I have recently told a few lucky folks about this thought and the feedback wasn’t too hot. They all just think it isn’t realistic. What about money? Security? This? That? My thought process is that Jesus will provide. Jesus is my safe place. Joy, love, hope……all things that are a guarantee when it comes to Jesus. But, a normal job including all those things, ehhh I’m not too sure. I mean it is possible, I just don’t think it’s for me.
I just do not want a normal life. I’ve lived a pretty normal life so far and not that it isn’t fun and such, but I like the idea of a crazy, radical, one week here the next there, kind of life. I want my kids to grow up knowing Jesus, not finding him periodically throughout their lives whenever they must call upon him because they aren’t happy with their current situation. I’m not trying to say I don’t ever want a job, because I actually am currently employed! I am obviously going to have to do something for a bit. My heart is just really pulling me out of the mundane things in life!
For me, right now, it’s already hard to connect with Jesus every day. Distractions happen and they always will, but when I am completely and totally living my life for him it is never ending! I mean his love is already never ending……okay sometimes you just have to be inside my head to wholly understand what I am trying to get across.

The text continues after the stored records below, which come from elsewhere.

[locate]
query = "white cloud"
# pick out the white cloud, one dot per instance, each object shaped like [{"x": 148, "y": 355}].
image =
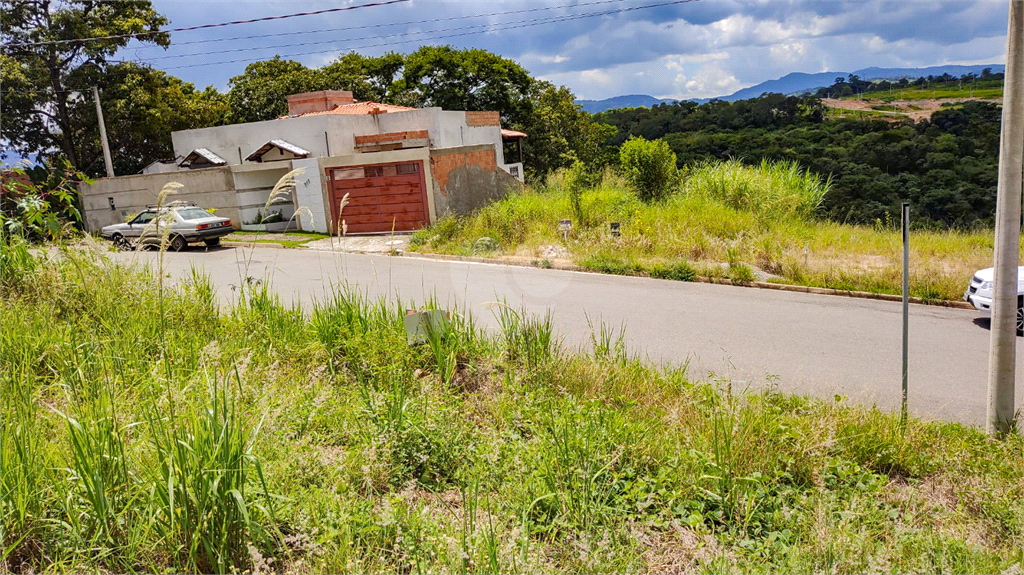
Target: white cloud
[{"x": 696, "y": 49}]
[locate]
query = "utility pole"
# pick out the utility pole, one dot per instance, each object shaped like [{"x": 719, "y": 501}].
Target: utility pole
[
  {"x": 1001, "y": 358},
  {"x": 102, "y": 134}
]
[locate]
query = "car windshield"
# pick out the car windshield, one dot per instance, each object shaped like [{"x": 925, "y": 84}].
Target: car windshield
[{"x": 194, "y": 214}]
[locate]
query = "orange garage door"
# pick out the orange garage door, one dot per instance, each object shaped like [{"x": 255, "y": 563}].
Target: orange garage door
[{"x": 381, "y": 197}]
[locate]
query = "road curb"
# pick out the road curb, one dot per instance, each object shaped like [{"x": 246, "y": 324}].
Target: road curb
[
  {"x": 706, "y": 279},
  {"x": 273, "y": 245}
]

Recently, I took a trip to North Carolina where the whole trip was about Jesus and just getting closer to him and grasping him with everything in you. I adored, adored, adored, that trip. It just felt so good to just be with Jesus and worship him continuously. I honestly feel like I never stopped being with Jesus the whole time. It was incredible! That’s what we are supposed to do anyways, right? Worship Him all the days of our lives. (Hah, isn’t that a soap show or whatever they are called?) That trip just put everything into perspective for me pretty much. I mean I still have doubts sometimes and I’m actually pooping my pants due to the fact that some of my family members will read this and decide to disown me. Remember the good times, people! But, what is a girl to do! I’m just trying to find my way in this world with Jesus by my side. Is that so wrong!?